受体相互作用蛋白激酶2 (RIP2) 主要在白细胞表达，在先天免疫中发挥重要作用。我们发现血小板表达高水平的RIP2，可能参与血小板活化(Circulation 2015)。EGFR酪氨酸激酶抑制剂吉非替尼临床上有出血副作用，原因不明。吉非替尼有RIP2酪氨酸激酶抑制剂活性。我们发现明显低于临床有效血药浓度的吉非替尼抑制血小板聚集和血小板RIP2酪氨酸磷酸化，提示吉非替尼可能通过抑制血小板RIP2发挥抗血小板作用。拟主要用RIP2 -/-小鼠研究：1) RIP2在血小板激活、血栓形成中的作用及机制；2) 吉非替尼抗血小板作用与RIP2的关系、机制; 3) 吉非替尼的抗血栓作用及机制。本研究将在RIP2功能、血小板激活、血栓形成的机制、吉非替尼的作用(明确其出血副作用的原因)方面提供许多非常重要的新知识, 并为吉非替尼出血副作用的防治、作为抗血小板药的临床应用提供重要的理论和实验依据。

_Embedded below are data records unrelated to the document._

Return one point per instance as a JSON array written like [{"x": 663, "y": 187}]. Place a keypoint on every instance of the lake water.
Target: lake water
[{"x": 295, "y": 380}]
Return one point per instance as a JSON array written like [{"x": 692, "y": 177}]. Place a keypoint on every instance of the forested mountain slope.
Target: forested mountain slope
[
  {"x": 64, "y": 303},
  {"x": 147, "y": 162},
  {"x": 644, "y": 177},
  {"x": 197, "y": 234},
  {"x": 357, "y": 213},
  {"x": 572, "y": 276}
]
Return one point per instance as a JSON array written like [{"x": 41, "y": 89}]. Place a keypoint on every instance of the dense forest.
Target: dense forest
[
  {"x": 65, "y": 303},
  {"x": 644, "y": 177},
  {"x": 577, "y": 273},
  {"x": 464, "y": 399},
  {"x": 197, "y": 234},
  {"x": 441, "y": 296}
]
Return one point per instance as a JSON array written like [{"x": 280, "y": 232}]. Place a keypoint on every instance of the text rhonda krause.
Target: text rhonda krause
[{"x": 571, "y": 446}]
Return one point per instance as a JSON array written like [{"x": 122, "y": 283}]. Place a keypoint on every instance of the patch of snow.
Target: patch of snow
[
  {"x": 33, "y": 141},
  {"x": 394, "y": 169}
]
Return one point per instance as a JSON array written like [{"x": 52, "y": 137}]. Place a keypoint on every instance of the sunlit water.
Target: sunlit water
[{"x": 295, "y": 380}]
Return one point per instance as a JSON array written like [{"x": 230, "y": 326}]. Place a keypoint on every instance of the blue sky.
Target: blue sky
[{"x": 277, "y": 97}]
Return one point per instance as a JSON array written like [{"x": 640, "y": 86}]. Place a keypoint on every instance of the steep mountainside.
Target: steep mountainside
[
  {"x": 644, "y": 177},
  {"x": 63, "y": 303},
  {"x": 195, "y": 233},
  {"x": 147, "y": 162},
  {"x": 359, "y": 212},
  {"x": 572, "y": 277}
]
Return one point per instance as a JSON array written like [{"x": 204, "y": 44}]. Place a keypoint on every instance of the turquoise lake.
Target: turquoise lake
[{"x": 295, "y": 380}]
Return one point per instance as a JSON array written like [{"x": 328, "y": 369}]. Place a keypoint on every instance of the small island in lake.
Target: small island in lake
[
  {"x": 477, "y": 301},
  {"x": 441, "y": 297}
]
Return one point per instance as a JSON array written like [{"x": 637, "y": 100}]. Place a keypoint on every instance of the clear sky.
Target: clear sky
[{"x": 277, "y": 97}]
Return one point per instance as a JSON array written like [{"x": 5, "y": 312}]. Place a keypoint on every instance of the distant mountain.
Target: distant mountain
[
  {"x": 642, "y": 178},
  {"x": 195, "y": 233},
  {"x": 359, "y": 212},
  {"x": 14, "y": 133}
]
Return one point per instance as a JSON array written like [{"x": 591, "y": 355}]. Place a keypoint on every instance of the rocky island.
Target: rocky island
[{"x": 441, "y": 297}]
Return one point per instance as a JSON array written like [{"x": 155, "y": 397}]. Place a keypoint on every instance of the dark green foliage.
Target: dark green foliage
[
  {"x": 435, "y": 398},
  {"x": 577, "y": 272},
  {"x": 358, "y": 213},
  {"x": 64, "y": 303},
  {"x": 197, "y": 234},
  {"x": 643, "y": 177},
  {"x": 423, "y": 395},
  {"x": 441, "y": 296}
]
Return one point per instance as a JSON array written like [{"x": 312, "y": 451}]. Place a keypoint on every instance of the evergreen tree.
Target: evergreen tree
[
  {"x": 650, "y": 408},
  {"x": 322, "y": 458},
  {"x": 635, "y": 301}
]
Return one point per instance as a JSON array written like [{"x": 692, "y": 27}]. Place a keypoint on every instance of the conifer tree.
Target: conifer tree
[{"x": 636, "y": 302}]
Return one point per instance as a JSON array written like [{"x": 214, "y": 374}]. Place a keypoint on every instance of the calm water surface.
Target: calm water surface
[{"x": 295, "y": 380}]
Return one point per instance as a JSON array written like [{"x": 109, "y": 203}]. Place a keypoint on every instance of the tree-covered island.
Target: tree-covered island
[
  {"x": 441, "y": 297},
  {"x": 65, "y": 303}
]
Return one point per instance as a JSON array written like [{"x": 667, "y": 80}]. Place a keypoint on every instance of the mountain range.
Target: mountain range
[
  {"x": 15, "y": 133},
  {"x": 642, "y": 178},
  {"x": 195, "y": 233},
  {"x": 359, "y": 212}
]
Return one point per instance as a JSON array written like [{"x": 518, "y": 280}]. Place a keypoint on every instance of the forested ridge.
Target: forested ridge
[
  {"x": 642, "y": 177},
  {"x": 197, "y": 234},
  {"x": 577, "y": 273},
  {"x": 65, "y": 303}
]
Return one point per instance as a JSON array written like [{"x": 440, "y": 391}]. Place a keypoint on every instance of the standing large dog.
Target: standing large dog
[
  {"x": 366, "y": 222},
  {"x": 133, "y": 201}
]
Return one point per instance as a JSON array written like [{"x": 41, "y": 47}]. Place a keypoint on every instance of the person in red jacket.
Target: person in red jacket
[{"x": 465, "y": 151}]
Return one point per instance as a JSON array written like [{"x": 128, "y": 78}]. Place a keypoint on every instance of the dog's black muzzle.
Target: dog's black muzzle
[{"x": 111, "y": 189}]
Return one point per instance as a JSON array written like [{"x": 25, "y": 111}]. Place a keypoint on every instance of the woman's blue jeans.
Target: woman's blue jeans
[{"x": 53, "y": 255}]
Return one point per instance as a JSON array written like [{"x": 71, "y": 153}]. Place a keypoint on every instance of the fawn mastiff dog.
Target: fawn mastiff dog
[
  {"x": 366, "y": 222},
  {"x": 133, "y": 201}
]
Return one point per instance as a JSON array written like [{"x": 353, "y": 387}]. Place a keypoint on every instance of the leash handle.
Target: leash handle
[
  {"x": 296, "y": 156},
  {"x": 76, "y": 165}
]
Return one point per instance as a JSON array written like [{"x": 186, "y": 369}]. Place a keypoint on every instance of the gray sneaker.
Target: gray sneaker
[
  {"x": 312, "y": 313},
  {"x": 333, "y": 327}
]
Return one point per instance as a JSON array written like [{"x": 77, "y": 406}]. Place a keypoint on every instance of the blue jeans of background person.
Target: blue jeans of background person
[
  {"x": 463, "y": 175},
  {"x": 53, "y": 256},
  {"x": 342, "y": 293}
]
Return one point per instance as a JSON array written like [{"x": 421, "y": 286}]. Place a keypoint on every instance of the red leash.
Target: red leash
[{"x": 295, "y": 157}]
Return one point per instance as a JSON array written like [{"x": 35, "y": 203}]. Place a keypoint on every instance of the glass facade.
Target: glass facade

Predominantly expressed in macrophages, RIP2 (receptor-interacting protein kinase 2) plays a pivotal role in innate immunity. We recently found that platelets express robust RIP2 with function unknown (Circulation 2015)..Gefitinib (Iressa) is an EGFR tyrosine kinase inhibitor clinically used for NSCLC (non-small cell lung cancer) bearing activating mutation of EGFR. As a target-directed anticancer drug (non-cytotoxic agent), gefitinib is generally well-tolerated. Gefitinib-related hemorrhage was reported with unknown mechanism. At nanomolar concentrations, gefitinib was found to inhibit RIP2 tyrosine phosphorylation in nucleated cells (Genes Dev 2010). We hypothesize that gefitinib may inhibit platelet activation as a RIP2 tyrosine kinase inhibitor and thus contribute to the bleeding events clinically. Our preliminary studies shows that 1) at 10 - 100 nM, gefitinib concentration-dependently inhibited human platelet aggregation induced by multiple agonists; 2) at 100 nM, gefitinib abolished thrombin-induced RIP2 tyrosine phosphorylation in platelets; 3) gefitinib orally given to mice prolonged bleeding time. We therefore propose that 1) platelet RIP2 plays an essential role in platelet activation, thrombosis, and hemostasis; 2) gefintib-induced bleeding results from platelet inhibition by gefitinib as a RIP2 tyrosine kinase inhibitor. We will explore the role of RIP2 in platelet activation, thrombosis, and hemostasis using RIP2 knockout mice. We will also investigate the role of gefitinib on platelet activation, thrombosis, and hemostasis using platelets from healthy donors (in vitro) and patients on gefitinib treatment (ex vivo). Mice (wild type and RIP2 knockout) dosed with and without gefitinib will also be used to study the role of gefitinib. RIP2 phosphorylation (Ser176 and Tyr) and downstream signal pathways (NFκB, MAPK, TXA2 et al) will be explored to elicit the mechanism of RIP2 in platelet activation and the antiplatelet effects of gefitinib..These studies will clarify the role of platelet RIP2 and the mechanism of gefitinib-induced bleeding. It will also shed novel insight into the prevention of gefitinib-related bleeding events as well as the use of gefitinib as a potential antiplatelet agent targeting RIP2.